Ich wurde tatsächlich öfter drauf angesprochen, ob ich mich nicht auch in Irndorf bewerben will. Die Synergien dadurch wären natürlich super, davon würden beide Gemeinden und auch der Gemeindeverwaltungsverband profitieren. Vieles würde effizienter ablaufen, Kosten würden gespart. Wenn die Stelle in Irndorf hauptamtlich ausgeschrieben gewesen wäre, wäre der Gedanke, sich zu bewerben, da gewesen. Aber ich muss nach mir schauen. Und ich muss auch in die Pensionskasse zahlen. Ein gemeinsamer, hauptamtlicher Bürgermeister für diese beiden Gemeinden geht aber gemeinderechtlich nicht. Aufgrund der Eigenständigkeit darf jede Gemeinde wählen und kann nicht einfach einen Bürgermeister zugeordnet bekommen. Das ginge nur, wenn man Bärenthal in Irndorf eingemeindet.

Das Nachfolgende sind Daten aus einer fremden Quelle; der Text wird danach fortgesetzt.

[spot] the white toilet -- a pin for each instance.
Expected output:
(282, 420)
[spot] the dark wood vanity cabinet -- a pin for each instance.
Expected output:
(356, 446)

Aber Sie können es sich vorstellen, irgendwann hauptamtlicher Bürgermeister zu sein?
Definitiv, ja. Allerdings nicht in den nächsten Jahren.
Sie haben mit dem Spatenstich für den Glasfaserausbau bereits ein wichtiges Thema weiter voranbringen können. Welche Themen stehen als nächstes bei Ihnen auf dem Zettel?
Beim Breitband, das möchte ich betonen, hat Tobias Keller die Vorarbeit federführend geleistet. Parallel dazu erneuern wir in der Beuroner Straße die Beleuchtung. Das schafft Synergien, weil wir dann die Straße nicht zwei Mal aufreißen müssen. Der Kindergartenausbau soll in diesem Jahr abgeschlossen sein. Im Juni ist im Inneren alles so weit fertig, dann ist auch die Einweihungsfeier. Dann stehen noch kleinere Maßnahmen an. Beispielsweise ein Friedbaum mit Urnengräbern auf dem Friedhof. Dieses Jahr sind wir mit den Finanzmitteln ziemlich gebunden. Was wir aktuell beobachten, ist eine Schadstelle an der Gemeindeverbindungsstraße. Da ist der Hang abgerutscht und wir müssen schauen, ob sich da etwas bewegt. Momentan sieht es allerdings nicht danach aus.
Und wie stehen Sie zum Thema Kostenbeteiligung für die Schulsanierung?
Ich finde das schon richtig, sich zu beteiligen. Blöd ist, dass die Gemeinden so ad hoc den Anspruch stellen. Das war für viele schockierend, weil es enorme Summen sind, die in einem Batzen gar nicht abzuleisten sind. Aber die Gemeinden im Kreis arbeiten gut zusammen, da wird sich eine gute Lösung finden.